Edit, in response to close-votes: Note, I'm not asking for "what is the best package to do xyz". I'm just wondering if there is a technical reason there is no package to do this on node, a social reason, or no reason at all and there is just a package I missed. Maybe to avoid too many opinionated criticism, I want to know: I have about 10000 matrices that are 100 x 100 each. What's the best (* correction, a reasonable fast) way to add them together?

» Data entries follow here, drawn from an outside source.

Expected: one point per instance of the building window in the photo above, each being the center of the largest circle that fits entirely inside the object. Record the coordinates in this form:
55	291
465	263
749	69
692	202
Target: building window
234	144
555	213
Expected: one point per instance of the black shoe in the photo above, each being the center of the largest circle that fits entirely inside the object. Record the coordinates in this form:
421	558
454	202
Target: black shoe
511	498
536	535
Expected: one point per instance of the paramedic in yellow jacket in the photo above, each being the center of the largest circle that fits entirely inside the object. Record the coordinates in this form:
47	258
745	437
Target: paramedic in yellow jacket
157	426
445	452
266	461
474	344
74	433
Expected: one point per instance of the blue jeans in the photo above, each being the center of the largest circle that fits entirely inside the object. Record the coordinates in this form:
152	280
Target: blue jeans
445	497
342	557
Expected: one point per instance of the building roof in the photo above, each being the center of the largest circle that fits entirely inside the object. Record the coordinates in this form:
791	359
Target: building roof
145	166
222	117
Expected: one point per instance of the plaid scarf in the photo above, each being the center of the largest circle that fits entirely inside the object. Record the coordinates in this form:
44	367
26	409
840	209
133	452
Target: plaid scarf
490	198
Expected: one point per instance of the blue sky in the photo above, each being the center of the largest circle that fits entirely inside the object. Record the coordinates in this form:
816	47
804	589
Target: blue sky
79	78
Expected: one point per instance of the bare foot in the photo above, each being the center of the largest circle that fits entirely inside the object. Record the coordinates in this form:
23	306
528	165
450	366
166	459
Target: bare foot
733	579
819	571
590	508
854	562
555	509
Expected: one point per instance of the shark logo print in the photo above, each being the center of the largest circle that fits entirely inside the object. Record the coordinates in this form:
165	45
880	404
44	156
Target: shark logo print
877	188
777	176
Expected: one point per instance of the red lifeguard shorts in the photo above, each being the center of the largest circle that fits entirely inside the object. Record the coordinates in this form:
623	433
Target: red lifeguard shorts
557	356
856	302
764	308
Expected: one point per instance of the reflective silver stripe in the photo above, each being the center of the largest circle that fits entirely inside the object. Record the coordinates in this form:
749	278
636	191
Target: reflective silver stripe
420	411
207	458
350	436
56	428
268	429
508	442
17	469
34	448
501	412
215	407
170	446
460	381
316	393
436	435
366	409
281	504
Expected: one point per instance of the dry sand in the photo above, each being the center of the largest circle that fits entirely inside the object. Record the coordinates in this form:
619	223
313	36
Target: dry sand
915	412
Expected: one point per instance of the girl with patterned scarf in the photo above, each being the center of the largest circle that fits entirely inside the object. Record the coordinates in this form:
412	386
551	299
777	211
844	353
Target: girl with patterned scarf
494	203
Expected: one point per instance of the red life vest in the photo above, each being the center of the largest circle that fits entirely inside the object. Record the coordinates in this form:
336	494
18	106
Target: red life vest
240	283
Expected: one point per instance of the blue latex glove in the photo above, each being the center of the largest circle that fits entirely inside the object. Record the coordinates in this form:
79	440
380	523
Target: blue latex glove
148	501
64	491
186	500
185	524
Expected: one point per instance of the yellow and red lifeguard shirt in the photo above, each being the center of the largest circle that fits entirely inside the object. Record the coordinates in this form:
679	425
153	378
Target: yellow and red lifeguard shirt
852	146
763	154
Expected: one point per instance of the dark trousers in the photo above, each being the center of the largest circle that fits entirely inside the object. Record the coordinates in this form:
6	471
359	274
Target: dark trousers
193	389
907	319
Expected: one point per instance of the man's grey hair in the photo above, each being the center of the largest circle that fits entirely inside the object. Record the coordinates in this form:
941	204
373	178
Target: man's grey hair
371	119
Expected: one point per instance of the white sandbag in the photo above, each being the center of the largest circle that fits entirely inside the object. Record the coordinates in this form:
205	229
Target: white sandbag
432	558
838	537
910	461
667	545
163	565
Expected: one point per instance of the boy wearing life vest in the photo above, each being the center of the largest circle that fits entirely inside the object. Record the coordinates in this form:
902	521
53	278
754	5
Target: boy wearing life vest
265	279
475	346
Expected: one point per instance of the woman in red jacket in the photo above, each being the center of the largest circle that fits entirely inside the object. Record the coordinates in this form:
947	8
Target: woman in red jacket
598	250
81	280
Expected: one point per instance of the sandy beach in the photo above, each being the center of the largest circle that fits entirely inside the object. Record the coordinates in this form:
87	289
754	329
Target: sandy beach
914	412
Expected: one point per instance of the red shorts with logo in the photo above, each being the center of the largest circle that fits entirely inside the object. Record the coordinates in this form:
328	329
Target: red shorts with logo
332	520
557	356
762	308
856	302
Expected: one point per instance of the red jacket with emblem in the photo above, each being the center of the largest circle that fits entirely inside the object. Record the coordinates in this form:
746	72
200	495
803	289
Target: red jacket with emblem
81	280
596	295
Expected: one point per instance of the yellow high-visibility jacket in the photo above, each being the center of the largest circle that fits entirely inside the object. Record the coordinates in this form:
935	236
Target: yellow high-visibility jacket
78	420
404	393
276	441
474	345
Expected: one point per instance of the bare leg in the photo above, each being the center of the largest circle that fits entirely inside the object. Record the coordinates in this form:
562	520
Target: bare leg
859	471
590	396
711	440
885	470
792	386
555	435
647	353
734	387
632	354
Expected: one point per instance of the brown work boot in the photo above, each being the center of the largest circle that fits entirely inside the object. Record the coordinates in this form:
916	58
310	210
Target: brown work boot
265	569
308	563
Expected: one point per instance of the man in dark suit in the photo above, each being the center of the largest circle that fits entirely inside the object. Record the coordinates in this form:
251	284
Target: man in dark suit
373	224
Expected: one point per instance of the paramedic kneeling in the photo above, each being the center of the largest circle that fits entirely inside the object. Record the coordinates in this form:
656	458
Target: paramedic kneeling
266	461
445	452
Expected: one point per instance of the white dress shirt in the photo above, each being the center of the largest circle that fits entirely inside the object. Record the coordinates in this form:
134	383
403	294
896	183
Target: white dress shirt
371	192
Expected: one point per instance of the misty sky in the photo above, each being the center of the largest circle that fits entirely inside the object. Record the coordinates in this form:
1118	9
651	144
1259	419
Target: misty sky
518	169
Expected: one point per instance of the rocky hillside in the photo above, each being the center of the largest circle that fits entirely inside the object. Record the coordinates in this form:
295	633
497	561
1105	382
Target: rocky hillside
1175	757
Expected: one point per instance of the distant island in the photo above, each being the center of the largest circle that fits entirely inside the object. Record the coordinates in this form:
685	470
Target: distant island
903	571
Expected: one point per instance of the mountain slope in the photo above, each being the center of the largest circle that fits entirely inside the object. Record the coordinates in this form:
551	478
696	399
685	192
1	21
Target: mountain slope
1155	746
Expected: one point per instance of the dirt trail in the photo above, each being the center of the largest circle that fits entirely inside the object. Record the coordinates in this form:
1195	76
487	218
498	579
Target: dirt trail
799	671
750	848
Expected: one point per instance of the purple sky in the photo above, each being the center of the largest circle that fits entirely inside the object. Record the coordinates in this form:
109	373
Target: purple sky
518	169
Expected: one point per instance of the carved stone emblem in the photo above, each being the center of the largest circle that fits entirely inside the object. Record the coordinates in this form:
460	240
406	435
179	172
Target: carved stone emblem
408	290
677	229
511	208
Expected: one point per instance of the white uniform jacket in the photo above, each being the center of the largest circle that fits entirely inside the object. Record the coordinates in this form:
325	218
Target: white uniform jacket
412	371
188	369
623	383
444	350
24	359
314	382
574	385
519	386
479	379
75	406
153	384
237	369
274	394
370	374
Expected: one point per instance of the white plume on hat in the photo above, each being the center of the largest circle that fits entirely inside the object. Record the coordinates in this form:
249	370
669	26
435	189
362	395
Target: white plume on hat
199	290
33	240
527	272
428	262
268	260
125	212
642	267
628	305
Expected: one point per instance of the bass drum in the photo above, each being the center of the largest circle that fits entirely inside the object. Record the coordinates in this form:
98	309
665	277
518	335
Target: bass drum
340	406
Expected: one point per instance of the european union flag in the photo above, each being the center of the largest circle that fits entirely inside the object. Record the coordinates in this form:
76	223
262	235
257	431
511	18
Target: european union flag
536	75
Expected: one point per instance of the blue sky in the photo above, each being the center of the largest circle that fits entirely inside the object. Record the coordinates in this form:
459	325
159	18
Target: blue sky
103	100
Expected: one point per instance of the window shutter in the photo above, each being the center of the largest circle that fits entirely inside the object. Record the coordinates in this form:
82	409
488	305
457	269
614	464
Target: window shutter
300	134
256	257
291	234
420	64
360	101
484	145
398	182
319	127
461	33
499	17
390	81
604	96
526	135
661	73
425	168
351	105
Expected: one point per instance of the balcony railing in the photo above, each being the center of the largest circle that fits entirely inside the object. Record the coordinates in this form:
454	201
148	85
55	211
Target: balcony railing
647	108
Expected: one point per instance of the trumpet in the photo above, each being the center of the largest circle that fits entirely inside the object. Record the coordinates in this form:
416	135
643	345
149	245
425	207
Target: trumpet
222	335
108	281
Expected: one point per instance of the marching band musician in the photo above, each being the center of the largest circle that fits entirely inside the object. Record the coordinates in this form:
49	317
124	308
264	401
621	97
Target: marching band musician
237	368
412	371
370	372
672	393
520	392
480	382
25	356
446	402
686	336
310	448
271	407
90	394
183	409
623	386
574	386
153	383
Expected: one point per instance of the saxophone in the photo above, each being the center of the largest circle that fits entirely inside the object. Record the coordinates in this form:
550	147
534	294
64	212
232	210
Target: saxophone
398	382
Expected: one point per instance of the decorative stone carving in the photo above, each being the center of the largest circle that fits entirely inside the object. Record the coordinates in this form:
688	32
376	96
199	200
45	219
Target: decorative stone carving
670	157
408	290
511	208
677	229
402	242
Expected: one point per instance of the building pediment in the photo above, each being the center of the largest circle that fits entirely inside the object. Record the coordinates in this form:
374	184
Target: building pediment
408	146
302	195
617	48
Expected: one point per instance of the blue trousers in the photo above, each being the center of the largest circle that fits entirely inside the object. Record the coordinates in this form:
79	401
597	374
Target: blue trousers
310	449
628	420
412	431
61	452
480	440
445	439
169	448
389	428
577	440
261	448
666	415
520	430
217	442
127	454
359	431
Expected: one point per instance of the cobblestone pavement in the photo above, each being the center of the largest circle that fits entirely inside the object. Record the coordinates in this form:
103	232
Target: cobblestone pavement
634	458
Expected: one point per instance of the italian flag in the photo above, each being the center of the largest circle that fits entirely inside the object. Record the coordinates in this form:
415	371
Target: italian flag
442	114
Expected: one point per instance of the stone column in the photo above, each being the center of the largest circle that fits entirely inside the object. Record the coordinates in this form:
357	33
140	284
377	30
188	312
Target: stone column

Edit2 After some more digging, it turned out I was googling for the wrong thing. Google for "node.js scientific computing" and there are links to some very interesting notes:
Basically as far as I understand now, no-one has bothered so far. Also, since there are some major omissions in the js TypedArrays (such as 64bit ints), it might be hard to add good support by just using NPMs, and not hacking the engine itself --- something that would defeat the purpose. Then again, I didn't further research this last statement.